001 /**
002 * Licensed to the Apache Software Foundation (ASF) under one
003 * or more contributor license agreements. See the NOTICE file
004 * distributed with this work for additional information
005 * regarding copyright ownership. The ASF licenses this file
006 * to you under the Apache License, Version 2.0 (the
007 * "License"); you may not use this file except in compliance
008 * with the License. You may obtain a copy of the License at
009 *
010 * http://www.apache.org/licenses/LICENSE-2.0
011 *
012 * Unless required by applicable law or agreed to in writing, software
013 * distributed under the License is distributed on an "AS IS" BASIS,
014 * WITHOUT WARRANTIES OR CONDITIONS OF ANY KIND, either express or implied.

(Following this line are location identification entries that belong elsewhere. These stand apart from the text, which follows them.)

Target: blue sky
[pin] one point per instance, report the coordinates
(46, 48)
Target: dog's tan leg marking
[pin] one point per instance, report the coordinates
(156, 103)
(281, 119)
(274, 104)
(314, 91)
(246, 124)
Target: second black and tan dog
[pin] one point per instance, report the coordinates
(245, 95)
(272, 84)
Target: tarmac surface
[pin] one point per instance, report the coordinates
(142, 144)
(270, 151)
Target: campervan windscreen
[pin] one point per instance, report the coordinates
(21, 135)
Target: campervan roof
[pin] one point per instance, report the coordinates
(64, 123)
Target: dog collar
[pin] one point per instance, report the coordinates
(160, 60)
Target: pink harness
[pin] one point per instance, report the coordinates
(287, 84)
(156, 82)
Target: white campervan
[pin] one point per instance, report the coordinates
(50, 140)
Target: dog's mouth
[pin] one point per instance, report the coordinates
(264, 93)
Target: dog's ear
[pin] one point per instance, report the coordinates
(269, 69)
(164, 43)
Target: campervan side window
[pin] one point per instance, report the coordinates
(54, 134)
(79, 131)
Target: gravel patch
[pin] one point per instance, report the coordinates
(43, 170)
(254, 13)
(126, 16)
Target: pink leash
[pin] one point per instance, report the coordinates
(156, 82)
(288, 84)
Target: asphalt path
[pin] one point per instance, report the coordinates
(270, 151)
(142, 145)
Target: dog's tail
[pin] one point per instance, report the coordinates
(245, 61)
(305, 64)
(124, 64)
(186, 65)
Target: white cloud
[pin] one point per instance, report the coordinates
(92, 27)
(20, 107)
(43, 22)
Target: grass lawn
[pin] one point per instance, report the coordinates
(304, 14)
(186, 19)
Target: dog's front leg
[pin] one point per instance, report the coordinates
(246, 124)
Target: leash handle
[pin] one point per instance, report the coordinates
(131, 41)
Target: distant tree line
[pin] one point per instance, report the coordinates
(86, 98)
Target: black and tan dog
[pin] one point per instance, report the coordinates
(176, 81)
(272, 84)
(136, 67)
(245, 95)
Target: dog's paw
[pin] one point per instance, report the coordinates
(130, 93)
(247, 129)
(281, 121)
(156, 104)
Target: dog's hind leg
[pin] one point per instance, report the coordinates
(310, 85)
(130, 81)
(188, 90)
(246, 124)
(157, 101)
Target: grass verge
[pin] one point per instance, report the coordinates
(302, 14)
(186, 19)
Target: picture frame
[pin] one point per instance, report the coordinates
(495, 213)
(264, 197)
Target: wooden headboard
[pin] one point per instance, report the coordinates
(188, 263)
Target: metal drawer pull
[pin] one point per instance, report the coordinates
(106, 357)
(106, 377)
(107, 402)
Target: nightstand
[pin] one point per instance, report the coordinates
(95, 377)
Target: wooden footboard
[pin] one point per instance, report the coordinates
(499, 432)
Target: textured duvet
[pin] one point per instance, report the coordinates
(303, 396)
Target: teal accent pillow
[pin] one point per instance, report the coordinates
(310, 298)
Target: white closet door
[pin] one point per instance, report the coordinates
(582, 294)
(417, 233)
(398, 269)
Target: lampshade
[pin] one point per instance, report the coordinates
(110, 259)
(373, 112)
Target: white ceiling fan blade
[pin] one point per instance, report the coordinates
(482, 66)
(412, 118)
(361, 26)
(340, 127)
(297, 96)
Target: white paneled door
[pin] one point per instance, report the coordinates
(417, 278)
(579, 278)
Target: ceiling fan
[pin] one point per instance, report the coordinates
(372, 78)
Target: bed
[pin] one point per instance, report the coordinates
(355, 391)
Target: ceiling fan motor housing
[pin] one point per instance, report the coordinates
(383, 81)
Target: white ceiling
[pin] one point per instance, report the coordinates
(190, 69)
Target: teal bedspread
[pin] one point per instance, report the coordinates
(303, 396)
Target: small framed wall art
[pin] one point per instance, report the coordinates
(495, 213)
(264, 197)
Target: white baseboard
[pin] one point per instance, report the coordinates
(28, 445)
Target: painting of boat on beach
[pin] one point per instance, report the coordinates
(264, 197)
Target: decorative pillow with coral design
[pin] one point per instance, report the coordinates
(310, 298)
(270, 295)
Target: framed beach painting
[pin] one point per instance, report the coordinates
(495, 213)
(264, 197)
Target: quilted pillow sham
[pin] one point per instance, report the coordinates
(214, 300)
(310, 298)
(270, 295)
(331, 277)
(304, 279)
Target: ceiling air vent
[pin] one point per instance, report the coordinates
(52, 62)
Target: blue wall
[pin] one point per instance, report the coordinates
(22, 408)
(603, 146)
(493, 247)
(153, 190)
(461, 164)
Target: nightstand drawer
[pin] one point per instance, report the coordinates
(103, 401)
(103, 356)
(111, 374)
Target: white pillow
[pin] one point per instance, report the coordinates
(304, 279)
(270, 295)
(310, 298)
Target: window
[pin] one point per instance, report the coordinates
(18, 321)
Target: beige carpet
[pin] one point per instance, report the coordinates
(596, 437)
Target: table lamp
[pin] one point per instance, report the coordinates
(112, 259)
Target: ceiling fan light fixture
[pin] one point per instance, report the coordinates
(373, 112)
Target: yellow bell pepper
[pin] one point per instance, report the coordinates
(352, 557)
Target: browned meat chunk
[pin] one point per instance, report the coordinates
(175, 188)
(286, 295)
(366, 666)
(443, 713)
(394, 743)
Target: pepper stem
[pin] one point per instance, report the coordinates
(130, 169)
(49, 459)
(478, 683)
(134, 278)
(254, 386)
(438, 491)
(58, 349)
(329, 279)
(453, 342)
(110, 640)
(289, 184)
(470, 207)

015 * See the License for the specific language governing permissions and
016 * limitations under the License.
017 */
018
019 package org.apache.hadoop.fs;
020
021 import java.io.*;
022 import java.util.Arrays;
023
024 import org.apache.commons.logging.Log;
025 import org.apache.commons.logging.LogFactory;
026 import org.apache.hadoop.classification.InterfaceAudience;
027 import org.apache.hadoop.classification.InterfaceStability;
028 import org.apache.hadoop.conf.Configuration;
029 import org.apache.hadoop.fs.permission.FsPermission;
030 import org.apache.hadoop.util.Progressable;
031 import org.apache.hadoop.util.PureJavaCrc32;
032
033 /****************************************************************
034 * Abstract Checksumed FileSystem.
035 * It provide a basice implementation of a Checksumed FileSystem,
036 * which creates a checksum file for each raw file.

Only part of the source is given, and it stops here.